There is more. Human activities have translocated some 37,000 alien species planet-wide; 3,500 of these have been found to have negative impacts in their new environments. And most of the economic losses caused by such species of animals and plants — yes, plants too — are borne by poor and marginalised humans.

Now let me turn my attention to species who migrate. Obviously, animals or plants do not know human borders. A line on the map or a border fence or territorial waters may not make sense to non-humans. But they do suffer on account of these.

The State of the World’s Migratory Species brought out by the Convention on the Conservation of Migratory Species (CMS) of Wild Animals this February revealed some shocking facts regarding this.
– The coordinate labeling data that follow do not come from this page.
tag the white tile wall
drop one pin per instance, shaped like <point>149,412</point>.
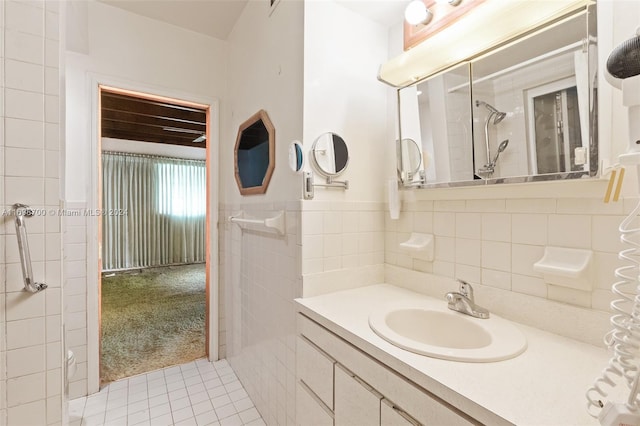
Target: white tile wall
<point>31,343</point>
<point>260,277</point>
<point>496,242</point>
<point>75,309</point>
<point>341,235</point>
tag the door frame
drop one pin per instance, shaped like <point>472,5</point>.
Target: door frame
<point>97,83</point>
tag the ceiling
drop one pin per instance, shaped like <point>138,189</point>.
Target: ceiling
<point>147,120</point>
<point>216,18</point>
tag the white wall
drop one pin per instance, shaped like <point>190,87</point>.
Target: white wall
<point>265,72</point>
<point>342,53</point>
<point>259,269</point>
<point>109,44</point>
<point>137,50</point>
<point>31,338</point>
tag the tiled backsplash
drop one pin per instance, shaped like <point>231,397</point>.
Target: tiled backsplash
<point>496,242</point>
<point>339,235</point>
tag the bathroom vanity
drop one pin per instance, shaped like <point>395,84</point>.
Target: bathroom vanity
<point>348,375</point>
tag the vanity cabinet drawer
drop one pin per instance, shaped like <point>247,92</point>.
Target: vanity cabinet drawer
<point>418,402</point>
<point>357,403</point>
<point>309,409</point>
<point>315,369</point>
<point>390,415</point>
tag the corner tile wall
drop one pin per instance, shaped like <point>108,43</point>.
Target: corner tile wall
<point>75,293</point>
<point>495,242</point>
<point>31,351</point>
<point>261,275</point>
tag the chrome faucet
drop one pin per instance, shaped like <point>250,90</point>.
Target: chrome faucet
<point>463,301</point>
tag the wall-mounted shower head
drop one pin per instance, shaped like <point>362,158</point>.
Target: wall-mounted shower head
<point>498,116</point>
<point>501,148</point>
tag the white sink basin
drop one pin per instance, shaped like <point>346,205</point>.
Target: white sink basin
<point>443,333</point>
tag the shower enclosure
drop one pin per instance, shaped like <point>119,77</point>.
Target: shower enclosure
<point>554,120</point>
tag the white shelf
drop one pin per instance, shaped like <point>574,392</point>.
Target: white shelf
<point>566,267</point>
<point>277,222</point>
<point>419,246</point>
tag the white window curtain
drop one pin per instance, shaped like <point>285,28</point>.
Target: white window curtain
<point>154,211</point>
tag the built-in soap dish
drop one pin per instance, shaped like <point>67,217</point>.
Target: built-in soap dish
<point>419,246</point>
<point>566,267</point>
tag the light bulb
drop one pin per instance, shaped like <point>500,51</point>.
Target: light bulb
<point>417,13</point>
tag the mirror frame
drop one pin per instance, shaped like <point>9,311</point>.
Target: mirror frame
<point>590,18</point>
<point>266,121</point>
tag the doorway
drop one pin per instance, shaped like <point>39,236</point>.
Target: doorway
<point>165,271</point>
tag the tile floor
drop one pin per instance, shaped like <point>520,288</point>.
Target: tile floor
<point>198,393</point>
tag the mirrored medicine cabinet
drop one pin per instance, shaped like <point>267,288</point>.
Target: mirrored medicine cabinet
<point>524,111</point>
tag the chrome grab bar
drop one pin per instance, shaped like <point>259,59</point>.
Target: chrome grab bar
<point>21,212</point>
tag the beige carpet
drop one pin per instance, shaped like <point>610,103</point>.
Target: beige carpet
<point>151,319</point>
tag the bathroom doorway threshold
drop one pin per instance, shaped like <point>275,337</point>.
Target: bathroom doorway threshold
<point>100,84</point>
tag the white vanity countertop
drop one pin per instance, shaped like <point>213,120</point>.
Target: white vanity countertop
<point>545,385</point>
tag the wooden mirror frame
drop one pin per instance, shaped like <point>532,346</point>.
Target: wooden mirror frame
<point>264,117</point>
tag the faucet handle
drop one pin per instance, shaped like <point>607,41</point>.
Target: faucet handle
<point>465,289</point>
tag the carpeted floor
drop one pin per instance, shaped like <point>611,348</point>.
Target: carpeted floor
<point>152,319</point>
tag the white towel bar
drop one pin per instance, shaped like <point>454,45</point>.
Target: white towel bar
<point>277,222</point>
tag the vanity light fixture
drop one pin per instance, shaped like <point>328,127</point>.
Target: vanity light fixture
<point>417,13</point>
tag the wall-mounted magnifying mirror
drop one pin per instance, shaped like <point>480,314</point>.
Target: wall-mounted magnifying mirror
<point>409,159</point>
<point>255,154</point>
<point>330,154</point>
<point>532,115</point>
<point>296,158</point>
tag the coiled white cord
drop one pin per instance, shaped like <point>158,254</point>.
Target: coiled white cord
<point>624,338</point>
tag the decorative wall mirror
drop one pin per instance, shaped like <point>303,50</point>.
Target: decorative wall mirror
<point>254,154</point>
<point>330,154</point>
<point>523,112</point>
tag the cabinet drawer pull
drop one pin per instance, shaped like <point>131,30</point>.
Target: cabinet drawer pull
<point>404,414</point>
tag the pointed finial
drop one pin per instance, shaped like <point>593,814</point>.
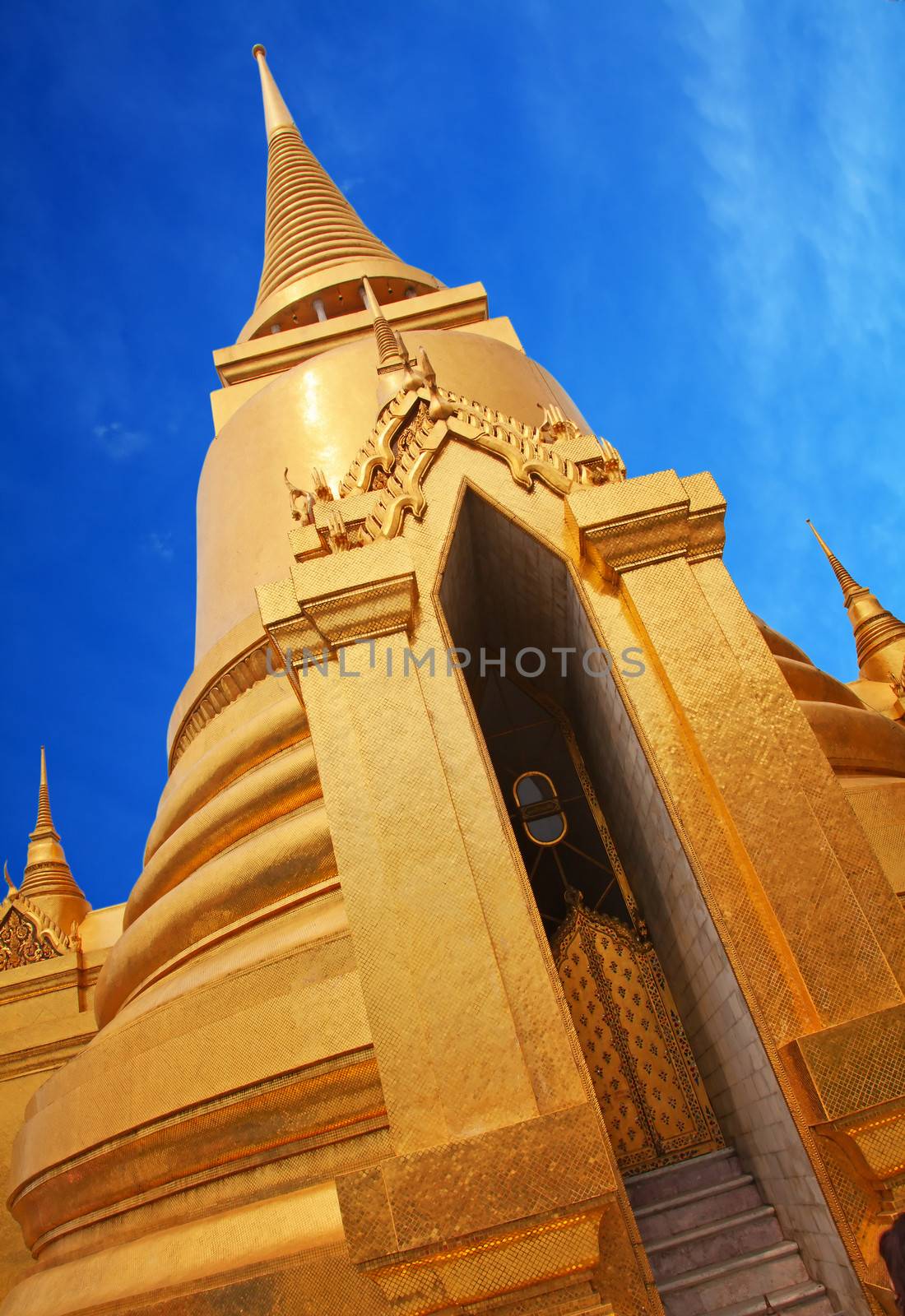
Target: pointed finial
<point>276,114</point>
<point>847,583</point>
<point>387,346</point>
<point>45,822</point>
<point>48,878</point>
<point>879,635</point>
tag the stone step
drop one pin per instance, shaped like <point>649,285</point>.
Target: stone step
<point>694,1208</point>
<point>725,1283</point>
<point>701,1171</point>
<point>808,1300</point>
<point>717,1240</point>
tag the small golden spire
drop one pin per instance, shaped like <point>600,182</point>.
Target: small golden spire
<point>48,879</point>
<point>276,114</point>
<point>849,583</point>
<point>309,224</point>
<point>45,820</point>
<point>879,636</point>
<point>388,349</point>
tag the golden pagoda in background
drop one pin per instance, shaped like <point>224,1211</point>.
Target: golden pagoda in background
<point>518,931</point>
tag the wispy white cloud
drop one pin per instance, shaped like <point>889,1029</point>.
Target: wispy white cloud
<point>799,168</point>
<point>795,115</point>
<point>120,443</point>
<point>160,544</point>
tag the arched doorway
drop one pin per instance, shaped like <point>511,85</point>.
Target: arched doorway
<point>634,1045</point>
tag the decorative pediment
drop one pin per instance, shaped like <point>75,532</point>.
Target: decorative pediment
<point>26,936</point>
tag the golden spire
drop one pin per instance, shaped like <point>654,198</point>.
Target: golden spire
<point>48,879</point>
<point>847,583</point>
<point>314,243</point>
<point>276,114</point>
<point>879,636</point>
<point>388,349</point>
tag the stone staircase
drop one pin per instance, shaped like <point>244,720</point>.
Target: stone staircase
<point>716,1249</point>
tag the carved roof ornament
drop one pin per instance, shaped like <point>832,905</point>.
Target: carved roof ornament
<point>420,418</point>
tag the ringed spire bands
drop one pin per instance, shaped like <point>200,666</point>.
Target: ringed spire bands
<point>313,239</point>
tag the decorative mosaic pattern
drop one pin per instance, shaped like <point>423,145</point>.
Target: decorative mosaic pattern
<point>641,1065</point>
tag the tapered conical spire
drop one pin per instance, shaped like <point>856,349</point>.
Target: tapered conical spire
<point>45,820</point>
<point>311,230</point>
<point>879,636</point>
<point>48,879</point>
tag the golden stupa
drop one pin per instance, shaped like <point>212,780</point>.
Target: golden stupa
<point>520,925</point>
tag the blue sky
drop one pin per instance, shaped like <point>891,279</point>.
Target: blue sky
<point>691,210</point>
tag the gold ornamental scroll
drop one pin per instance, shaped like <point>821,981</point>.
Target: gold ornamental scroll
<point>641,1065</point>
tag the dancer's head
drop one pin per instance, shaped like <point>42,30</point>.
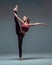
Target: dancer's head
<point>26,19</point>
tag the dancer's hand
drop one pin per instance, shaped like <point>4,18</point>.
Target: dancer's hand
<point>16,8</point>
<point>44,24</point>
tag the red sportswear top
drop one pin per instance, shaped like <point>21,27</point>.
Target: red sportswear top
<point>25,27</point>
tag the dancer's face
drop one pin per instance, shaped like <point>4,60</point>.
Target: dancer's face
<point>26,19</point>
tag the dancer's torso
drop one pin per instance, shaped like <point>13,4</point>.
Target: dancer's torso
<point>24,28</point>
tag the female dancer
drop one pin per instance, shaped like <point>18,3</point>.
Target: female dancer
<point>23,28</point>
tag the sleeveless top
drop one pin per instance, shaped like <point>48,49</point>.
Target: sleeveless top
<point>25,27</point>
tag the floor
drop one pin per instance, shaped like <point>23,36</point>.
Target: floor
<point>28,59</point>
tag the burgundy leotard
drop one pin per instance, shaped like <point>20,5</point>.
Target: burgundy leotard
<point>25,27</point>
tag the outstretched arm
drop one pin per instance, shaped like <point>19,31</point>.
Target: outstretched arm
<point>37,24</point>
<point>15,14</point>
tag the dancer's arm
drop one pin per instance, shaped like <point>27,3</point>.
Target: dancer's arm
<point>15,14</point>
<point>37,24</point>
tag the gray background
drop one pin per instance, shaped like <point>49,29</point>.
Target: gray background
<point>38,39</point>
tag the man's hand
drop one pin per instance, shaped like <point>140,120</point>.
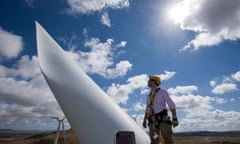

The evidence presented by researchers showed that a significant proportion — 44 per cent (520 species) — of CMS-listed species are undergoing population declines. One in five CMS species face risks of extinction.

Terrestrial and aquatic mammals, reptiles, fish, birds and insects. All are at risk. You may have seen or heard documentaries showing Blue Wildebeest and Plains Zebra make the Great Migration every year in East Africa. Well, they are at risk from settlements, roads and fences. Next time you plan a trip to the Serengeti or Maasai Mara, do remember.

Or what would happen if you are mistaken for someone else and killed? That is what is happening to the vaquita, with which I started this podcast. The CMS report lists bycatch as one of the overexploitation factors. The fishers who catch the vaquita, do not intend to do so. They want to catch the totoaba, a fish whose swim bladder is used in Traditional Chinese medicine. But their gillnets also trap the vaquita. How unfair is that!

Ultimately, we must realise that our taking out species from this planet will in the end hurt us. For every species is a part of the food chain. If one species goes, the entire chain will collapse or at least be disturbed. Nature is the best designer. Not us. We must accept that with humility. Else disaster awaits us too.